I suspect that my decision to focus my reading on Being and Time, the translation by John Macquarie and Edward Robinson of Martin Heidegger's Sein und Zeit, may raise some eyebrows. It may very well be one of the ways in which I am coming to terms with my age, figuring that I may be approaching a time when I may start to have difficulty processing that kind of writing. At the same time, somewhere in the back of my head, I heard the voice of my former advisor declaring that he could not trust anyone who could only read Heidegger in English translation. At least I appreciate his reasoning. Sein und Zeit was rich with made-up words; and I suspect that one could write a fascinating thesis on the hypothesis that many, if not most, of the key ideas in the book may have emerged out of Heidegger's enjoyment in playing with words at the lexical level and then seeing what the semantic implications were. Still my advisor was taking a dig at a former colleague, who may have deserved the attack but probably should still have his name withheld.

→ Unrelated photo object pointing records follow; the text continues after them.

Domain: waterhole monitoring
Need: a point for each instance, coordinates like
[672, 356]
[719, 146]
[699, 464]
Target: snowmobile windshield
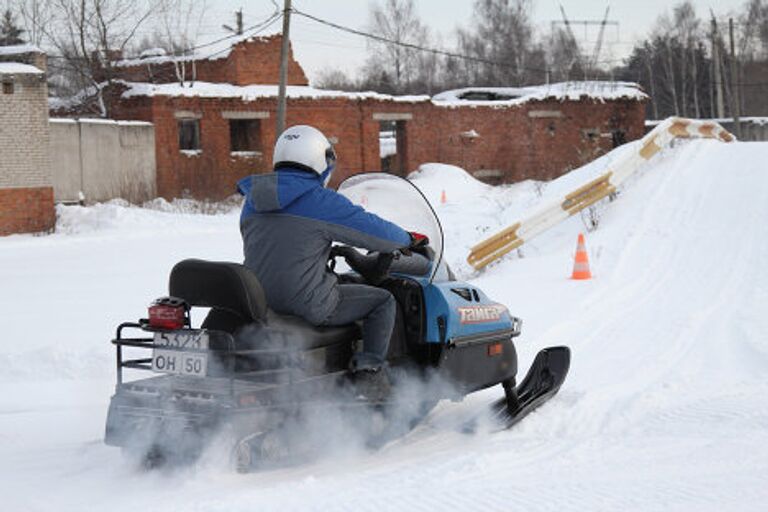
[399, 201]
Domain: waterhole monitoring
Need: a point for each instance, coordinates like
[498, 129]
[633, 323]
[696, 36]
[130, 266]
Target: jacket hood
[277, 190]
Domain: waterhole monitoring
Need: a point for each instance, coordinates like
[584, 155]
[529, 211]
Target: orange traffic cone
[581, 262]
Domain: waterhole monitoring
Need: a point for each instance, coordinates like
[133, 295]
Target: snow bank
[16, 68]
[119, 215]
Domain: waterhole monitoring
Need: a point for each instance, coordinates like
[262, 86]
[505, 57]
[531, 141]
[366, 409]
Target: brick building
[26, 193]
[211, 132]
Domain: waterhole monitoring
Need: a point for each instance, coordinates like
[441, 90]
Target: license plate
[180, 362]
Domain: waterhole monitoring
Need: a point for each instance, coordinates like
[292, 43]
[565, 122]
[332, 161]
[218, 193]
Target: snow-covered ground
[665, 407]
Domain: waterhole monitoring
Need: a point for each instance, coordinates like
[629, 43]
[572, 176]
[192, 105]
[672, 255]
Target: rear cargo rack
[227, 353]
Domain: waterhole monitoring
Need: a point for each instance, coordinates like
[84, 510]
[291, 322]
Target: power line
[435, 51]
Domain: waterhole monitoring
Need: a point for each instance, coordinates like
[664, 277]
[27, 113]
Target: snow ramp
[665, 405]
[574, 201]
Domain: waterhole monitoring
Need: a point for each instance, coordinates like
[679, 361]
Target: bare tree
[502, 32]
[89, 35]
[35, 14]
[563, 56]
[179, 23]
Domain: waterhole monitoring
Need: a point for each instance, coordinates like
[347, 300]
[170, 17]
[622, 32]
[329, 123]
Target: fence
[517, 234]
[96, 160]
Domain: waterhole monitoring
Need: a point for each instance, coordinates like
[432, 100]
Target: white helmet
[306, 148]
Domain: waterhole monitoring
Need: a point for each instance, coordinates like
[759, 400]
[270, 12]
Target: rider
[288, 223]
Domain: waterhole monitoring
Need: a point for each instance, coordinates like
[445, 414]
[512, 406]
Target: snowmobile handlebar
[374, 267]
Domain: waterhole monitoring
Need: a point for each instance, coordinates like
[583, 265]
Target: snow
[153, 52]
[567, 91]
[664, 408]
[17, 68]
[19, 49]
[561, 91]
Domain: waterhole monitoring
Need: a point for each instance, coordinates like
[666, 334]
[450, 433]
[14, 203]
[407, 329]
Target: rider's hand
[419, 243]
[418, 240]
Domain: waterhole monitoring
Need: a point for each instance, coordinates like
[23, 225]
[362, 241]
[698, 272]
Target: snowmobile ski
[543, 380]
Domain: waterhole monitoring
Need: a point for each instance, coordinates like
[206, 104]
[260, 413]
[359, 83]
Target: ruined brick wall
[26, 194]
[537, 140]
[26, 210]
[255, 61]
[213, 171]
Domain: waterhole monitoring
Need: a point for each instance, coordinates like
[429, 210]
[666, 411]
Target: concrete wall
[103, 160]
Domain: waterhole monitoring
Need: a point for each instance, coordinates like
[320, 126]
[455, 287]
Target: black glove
[419, 244]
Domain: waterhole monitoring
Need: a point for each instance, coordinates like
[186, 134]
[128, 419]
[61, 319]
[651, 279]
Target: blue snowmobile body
[254, 372]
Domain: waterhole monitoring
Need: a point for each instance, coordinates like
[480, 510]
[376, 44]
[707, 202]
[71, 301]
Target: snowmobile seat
[239, 307]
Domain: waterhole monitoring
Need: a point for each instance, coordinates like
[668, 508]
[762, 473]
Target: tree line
[686, 63]
[679, 64]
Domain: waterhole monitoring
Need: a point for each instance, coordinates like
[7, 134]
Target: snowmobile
[255, 373]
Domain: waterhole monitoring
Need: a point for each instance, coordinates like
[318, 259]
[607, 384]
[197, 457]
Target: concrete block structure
[26, 194]
[99, 159]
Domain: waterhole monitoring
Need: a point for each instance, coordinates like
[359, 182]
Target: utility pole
[281, 104]
[735, 100]
[718, 76]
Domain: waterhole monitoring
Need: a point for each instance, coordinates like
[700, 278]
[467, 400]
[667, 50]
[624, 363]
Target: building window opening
[189, 134]
[388, 145]
[245, 136]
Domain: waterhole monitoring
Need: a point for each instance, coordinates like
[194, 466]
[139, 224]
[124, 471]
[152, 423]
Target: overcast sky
[318, 47]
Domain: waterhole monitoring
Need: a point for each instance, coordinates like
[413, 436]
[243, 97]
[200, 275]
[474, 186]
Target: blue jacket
[288, 223]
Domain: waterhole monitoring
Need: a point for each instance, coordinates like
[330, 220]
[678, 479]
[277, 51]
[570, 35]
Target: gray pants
[376, 308]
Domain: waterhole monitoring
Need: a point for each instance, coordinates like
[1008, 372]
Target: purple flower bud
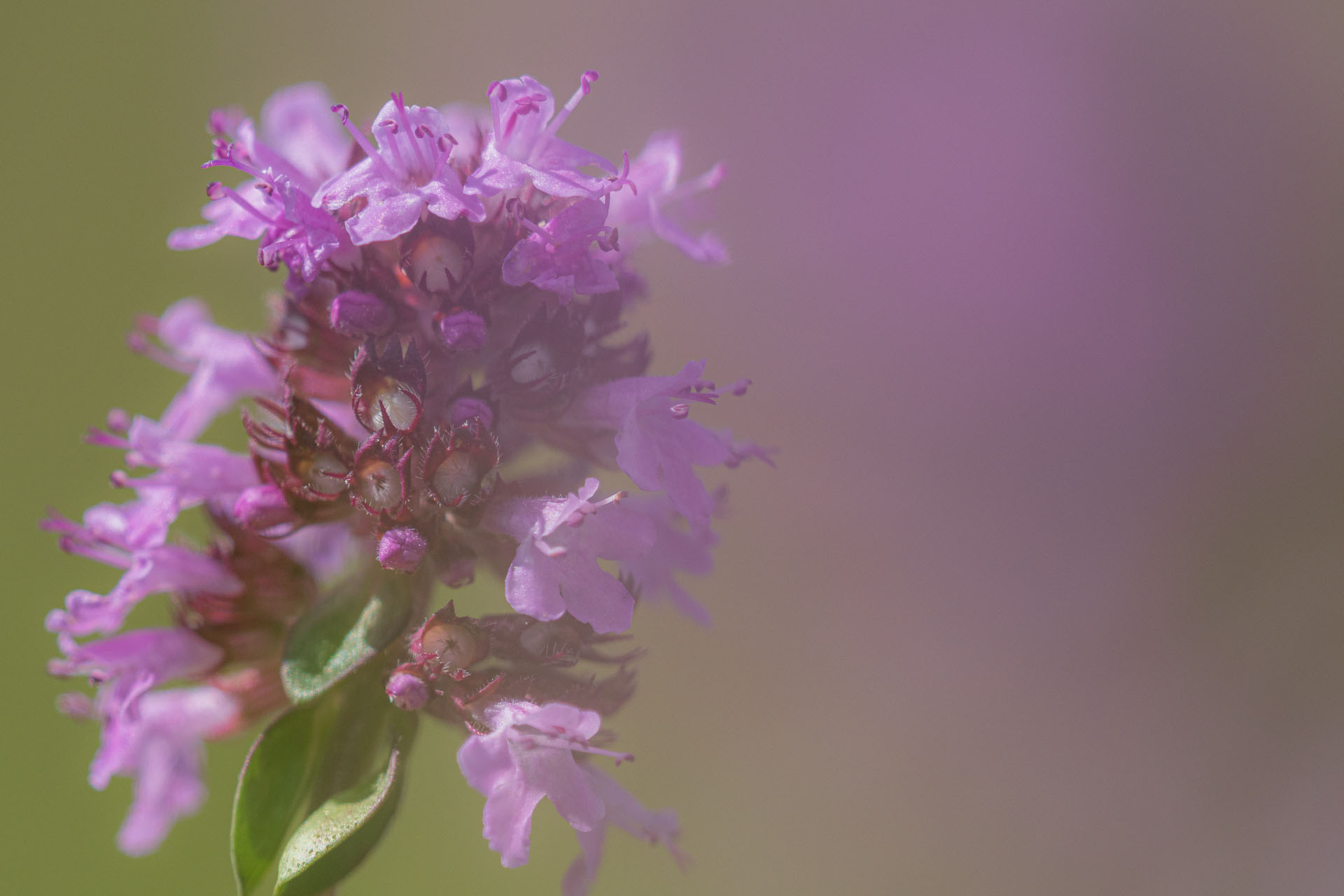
[465, 409]
[407, 691]
[463, 331]
[401, 550]
[262, 507]
[360, 315]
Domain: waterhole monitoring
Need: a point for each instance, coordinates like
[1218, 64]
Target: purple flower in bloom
[626, 813]
[676, 548]
[222, 367]
[407, 174]
[131, 536]
[559, 542]
[656, 445]
[159, 746]
[192, 473]
[523, 146]
[299, 148]
[412, 372]
[528, 755]
[558, 257]
[662, 206]
[131, 664]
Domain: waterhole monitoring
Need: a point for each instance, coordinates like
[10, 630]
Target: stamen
[362, 140]
[100, 552]
[549, 550]
[105, 440]
[410, 132]
[445, 144]
[537, 230]
[496, 106]
[139, 344]
[624, 178]
[565, 742]
[218, 191]
[585, 86]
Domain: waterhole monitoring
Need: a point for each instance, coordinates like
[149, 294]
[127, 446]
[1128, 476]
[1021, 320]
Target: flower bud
[437, 255]
[360, 315]
[457, 464]
[386, 390]
[401, 550]
[463, 331]
[406, 690]
[264, 507]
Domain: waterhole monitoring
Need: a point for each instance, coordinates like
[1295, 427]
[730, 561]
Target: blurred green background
[1043, 307]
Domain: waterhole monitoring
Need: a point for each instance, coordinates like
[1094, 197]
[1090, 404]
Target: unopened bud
[407, 691]
[401, 550]
[463, 331]
[360, 315]
[262, 507]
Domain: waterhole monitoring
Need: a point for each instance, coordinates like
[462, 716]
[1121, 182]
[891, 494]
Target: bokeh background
[1043, 308]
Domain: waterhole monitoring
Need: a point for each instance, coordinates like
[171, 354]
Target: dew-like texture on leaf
[270, 792]
[342, 634]
[346, 828]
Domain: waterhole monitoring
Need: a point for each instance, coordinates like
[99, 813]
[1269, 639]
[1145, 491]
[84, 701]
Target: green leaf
[358, 710]
[270, 792]
[344, 830]
[343, 633]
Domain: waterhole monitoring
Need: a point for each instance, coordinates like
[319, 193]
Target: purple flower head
[222, 367]
[662, 206]
[131, 536]
[523, 146]
[159, 746]
[192, 473]
[401, 550]
[559, 542]
[676, 548]
[626, 813]
[156, 570]
[403, 176]
[299, 148]
[656, 444]
[528, 755]
[559, 257]
[131, 664]
[454, 312]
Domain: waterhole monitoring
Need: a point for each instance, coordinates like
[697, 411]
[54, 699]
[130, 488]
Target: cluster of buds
[442, 377]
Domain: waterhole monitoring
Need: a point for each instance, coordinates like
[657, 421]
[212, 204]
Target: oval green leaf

Nevertheless, I feel I owe it to myself to see just what Heidegger was getting at (or trying to get at) in the massive (and incomplete) project. My reasons go back over a decade to when I was still part of the Silicon Valley research community and everyone was in thrall with the idea of "knowledge" (as opposed to "artificial intelligence") as an object of research, all in the interest of a domain that called itself "knowledge management." At the time I was working for a guy who felt that the future would lie in solving the problem he called "corporate memory" (also sometimes known as "institutional memory"). Put in the simplest terms, the problem was one of how the knowledge of an individual could outlive that individual (or at least that individual's tenure with the firm).
Unfortunately, I found myself following up on perspectives that made it clear that this "memory problem" was not one that could be solved by building bigger databases or better interfaces to those databases. The bottom line was that "knowledge" was not noun-based. Having knowledge did not mean having artifacts, even digital artifacts, that your rivals did not have. Rather, it was verb-based. Having knowledge was a shallow proposition. Knowledge only revealed itself through what we did.
I suppose that is why this research continued to interest me even after I broke my ties with Silicon Valley. It did not take long to surface in my thoughts about music, particularly my decision to prioritize the verb-based perspective of making music over the noun-based perspective that tries to reduce the study of music to the study of artifacts, such as score pages. Once, when I was trying to explain myself to a recent graduate from the San Francisco Conservatory of Music, I said that everyone in Silicon Valley lived in a world of nouns and adjectives, while musicians can only live in a world of verbs. To my surprise, his eyes did not glaze over; and they even lit up a bit.
So I suppose it was only a matter of time before I would have to confront what Heidegger had to say about such things. After all, it does not take long for him to put up the precept that talking about "being" means talking about the word itself as a progressive verb rather than part of a noun form (as in "human being"). All this emerges in relative (at least for Heidegger) clarity long before he brings time into his approach to inquiry.
Fortunately, I can be patient about it, sometimes advancing only a few paragraphs at a time but without ever feeling as if I were in a hurry. This was the way I used to deal with things when I was still trying to bring the ideas behind my doctoral thesis into focus, and I was fortunate in having advisors who did not pressure me to rush things. Corporate research is not like that, nor, for that matter, is academic research, which is more beholden to funding sources than to intellectual inquiry. All I need to do is keep my own cerebral matter in shape and hope that I can maintain these practices for a few more good years, even if it is just for the pleasure of clarifying matters to myself.